The coroner questioned the type of buses RAL used on the steep run, his driver training and, in particular, Choi’s habit of using a high gear on the descent.

“The RAL evidence to my research has failed to explain how such a bad habit was not identified and addressed in the context of a driver training program that RAL seeks to present as robust and rigorous.”

Then-RAL CEO Ross Copland was unable to provide details of the investigation into driver training and monitoring, Windley said.

Choi had made the trip to Turoa hundreds of times, but said he did not take refresher training in 2018 and had only learned “on the job” how to handle brake fade.

The 1994 Mitsubishi Fuso had a brake system “that most experienced drivers understood was at risk of failure from overheating, unless the driver carefully managed the vehicle’s braking resources,” the coroner said.

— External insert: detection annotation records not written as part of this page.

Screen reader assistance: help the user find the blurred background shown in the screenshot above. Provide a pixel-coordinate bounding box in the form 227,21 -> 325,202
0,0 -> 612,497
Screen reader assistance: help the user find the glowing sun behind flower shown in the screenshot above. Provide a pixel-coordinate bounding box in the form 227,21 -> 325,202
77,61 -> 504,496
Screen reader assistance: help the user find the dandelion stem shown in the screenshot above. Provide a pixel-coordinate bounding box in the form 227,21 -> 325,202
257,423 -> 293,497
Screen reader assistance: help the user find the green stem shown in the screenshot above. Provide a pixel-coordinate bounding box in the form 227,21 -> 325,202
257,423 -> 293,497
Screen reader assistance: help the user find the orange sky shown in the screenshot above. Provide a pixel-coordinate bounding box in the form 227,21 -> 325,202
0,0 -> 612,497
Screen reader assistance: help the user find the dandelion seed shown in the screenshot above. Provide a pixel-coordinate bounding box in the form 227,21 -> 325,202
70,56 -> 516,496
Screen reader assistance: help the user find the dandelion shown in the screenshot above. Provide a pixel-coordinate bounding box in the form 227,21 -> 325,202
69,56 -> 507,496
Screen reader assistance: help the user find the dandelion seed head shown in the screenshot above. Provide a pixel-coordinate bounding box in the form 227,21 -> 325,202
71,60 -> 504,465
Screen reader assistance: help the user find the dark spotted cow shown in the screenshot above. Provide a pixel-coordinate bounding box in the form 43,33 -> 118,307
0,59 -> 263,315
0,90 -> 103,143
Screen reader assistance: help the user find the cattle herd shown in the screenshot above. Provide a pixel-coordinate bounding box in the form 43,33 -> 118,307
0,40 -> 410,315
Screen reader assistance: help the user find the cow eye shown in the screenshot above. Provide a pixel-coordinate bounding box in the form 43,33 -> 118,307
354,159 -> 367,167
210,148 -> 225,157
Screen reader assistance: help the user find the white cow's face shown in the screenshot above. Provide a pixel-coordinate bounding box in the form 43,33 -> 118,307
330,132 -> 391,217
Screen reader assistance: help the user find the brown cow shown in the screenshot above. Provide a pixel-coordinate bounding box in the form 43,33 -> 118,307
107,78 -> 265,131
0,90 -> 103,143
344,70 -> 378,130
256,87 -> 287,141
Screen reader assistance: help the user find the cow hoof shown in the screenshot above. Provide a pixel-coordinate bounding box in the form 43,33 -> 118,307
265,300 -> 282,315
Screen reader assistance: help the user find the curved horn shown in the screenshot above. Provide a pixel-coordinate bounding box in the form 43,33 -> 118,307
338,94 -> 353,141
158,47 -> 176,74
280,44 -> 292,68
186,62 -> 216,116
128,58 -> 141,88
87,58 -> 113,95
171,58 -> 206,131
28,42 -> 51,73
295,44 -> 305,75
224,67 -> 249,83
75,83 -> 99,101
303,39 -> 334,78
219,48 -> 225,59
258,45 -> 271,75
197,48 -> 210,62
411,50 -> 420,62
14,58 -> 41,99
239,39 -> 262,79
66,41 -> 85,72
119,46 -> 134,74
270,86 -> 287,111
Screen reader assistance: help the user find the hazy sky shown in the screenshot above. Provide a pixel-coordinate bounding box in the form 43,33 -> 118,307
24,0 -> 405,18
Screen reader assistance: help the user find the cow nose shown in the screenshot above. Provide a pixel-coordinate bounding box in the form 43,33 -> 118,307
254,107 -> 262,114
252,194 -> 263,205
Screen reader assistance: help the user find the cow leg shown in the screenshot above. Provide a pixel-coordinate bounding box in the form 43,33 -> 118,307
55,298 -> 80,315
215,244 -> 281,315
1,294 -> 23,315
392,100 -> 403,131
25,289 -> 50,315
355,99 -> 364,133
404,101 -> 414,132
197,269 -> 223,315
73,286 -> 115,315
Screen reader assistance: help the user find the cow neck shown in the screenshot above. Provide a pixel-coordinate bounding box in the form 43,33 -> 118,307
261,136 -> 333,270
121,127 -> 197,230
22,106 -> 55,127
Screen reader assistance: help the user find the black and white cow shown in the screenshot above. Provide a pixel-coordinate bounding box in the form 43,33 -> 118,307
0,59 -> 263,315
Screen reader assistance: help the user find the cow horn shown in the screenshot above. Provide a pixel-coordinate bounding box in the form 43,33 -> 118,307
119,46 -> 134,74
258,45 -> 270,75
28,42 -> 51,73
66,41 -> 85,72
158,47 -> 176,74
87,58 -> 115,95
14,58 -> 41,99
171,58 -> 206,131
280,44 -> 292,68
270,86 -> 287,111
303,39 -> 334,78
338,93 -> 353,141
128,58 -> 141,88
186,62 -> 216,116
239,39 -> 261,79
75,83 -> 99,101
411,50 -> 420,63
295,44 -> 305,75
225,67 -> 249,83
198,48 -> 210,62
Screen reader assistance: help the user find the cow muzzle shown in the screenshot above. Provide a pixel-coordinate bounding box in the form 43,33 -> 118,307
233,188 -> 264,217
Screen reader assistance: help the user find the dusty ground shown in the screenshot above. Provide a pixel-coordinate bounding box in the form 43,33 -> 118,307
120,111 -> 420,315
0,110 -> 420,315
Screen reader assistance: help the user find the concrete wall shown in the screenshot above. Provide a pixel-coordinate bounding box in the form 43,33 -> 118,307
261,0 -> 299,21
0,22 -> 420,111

“Brake damping can set in quickly” and there was little a driver could do.

Generalized controls of the Fuso buses were carried out after the accident.

Alpine code

One of the new recommendations for the government and regulators is to make a new alpine transport code mandatory, setting standards for vehicles and drivers.

The Bus and Coach Association helped introduce the voluntary code last year, prompted by Hannah’s death.

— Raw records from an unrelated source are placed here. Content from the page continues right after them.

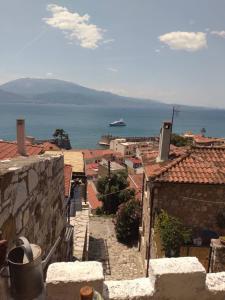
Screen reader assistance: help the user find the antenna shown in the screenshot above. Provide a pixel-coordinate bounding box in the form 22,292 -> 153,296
171,105 -> 180,131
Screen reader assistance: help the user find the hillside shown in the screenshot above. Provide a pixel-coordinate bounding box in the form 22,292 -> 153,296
0,78 -> 167,107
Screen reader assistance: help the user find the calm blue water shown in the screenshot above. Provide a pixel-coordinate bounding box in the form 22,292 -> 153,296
0,104 -> 225,148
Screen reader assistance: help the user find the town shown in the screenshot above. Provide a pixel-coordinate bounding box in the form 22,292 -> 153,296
0,119 -> 225,300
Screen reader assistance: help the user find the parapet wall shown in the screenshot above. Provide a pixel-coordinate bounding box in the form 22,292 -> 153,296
46,257 -> 225,300
0,155 -> 66,256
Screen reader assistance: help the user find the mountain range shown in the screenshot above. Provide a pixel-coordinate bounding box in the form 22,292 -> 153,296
0,78 -> 168,107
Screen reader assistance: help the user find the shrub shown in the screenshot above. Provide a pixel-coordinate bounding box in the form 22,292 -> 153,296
95,207 -> 104,216
156,210 -> 191,257
115,199 -> 141,244
97,171 -> 135,214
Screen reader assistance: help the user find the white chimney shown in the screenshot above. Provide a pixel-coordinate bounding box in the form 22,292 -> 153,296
16,119 -> 27,156
156,121 -> 172,162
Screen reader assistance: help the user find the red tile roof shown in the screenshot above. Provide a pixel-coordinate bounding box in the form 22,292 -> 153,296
40,142 -> 60,151
127,157 -> 141,164
85,163 -> 98,176
145,148 -> 225,184
87,182 -> 102,209
128,174 -> 143,201
0,141 -> 43,159
74,149 -> 121,159
64,165 -> 72,197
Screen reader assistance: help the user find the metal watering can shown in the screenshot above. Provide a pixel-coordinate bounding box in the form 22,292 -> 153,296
7,237 -> 44,300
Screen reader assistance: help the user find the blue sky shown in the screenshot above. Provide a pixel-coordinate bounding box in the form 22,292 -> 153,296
0,0 -> 225,107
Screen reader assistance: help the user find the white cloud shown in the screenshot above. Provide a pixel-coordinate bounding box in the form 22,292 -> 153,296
45,72 -> 53,77
210,30 -> 225,39
159,31 -> 207,52
107,68 -> 118,73
102,39 -> 115,44
43,4 -> 104,49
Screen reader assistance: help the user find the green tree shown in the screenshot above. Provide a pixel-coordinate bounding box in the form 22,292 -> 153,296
115,199 -> 141,244
97,171 -> 135,214
156,210 -> 191,257
53,128 -> 71,150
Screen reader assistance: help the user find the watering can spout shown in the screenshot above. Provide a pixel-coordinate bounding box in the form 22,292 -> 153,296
8,237 -> 44,300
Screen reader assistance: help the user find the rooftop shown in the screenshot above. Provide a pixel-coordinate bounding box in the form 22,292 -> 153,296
87,182 -> 102,209
99,159 -> 126,171
0,154 -> 59,176
0,141 -> 44,159
77,149 -> 121,159
45,150 -> 84,173
64,165 -> 72,197
85,163 -> 98,176
145,147 -> 225,184
128,174 -> 143,200
40,142 -> 60,151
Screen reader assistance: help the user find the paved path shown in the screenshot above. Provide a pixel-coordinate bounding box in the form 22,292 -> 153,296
89,216 -> 145,280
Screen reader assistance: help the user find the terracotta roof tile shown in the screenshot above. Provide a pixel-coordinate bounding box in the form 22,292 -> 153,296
64,165 -> 72,197
77,149 -> 121,159
87,182 -> 102,209
41,142 -> 60,151
0,141 -> 43,159
128,174 -> 143,201
149,148 -> 225,184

He strongly encourages members to register if they work on gravel or dangerous roads at altitude, or access to ski slopes, said the association’s executive director, Ben McFadgen.

While the association audits members for compliance, it cannot audit non-members, although they are also free to adopt the Alpine code, he said.

RAL was not a member of the association at the time of the accident, McFadgen said.

“Unfortunately, only one bus was running that was not suitable.”

RAL did not ask the association for advice on what type of bus it was using, he said.

Many of the transportation services have been taken over since the accident by Dempsey Buses, a member of the association; others for Ruapehu Mountain Transport, which the association said was not a member, the company declined to comment with RNZ.

The coroner also recommended that regulators reconsider the mandatory use of seat belts on Alpine buses.

Queenstown operator NZSki, which operates two dozen 4WD shuttles on the ski slopes, helped draft the voluntary code.

Chief Executive Paul Anderson said it was a “no-brainer” to make it mandatory.

NZSki was not a perfect fit for the bus association, but would consider becoming a member if the code remained voluntary.

“The public has a right to expect a very, very high level of safety and training,” Anderson said.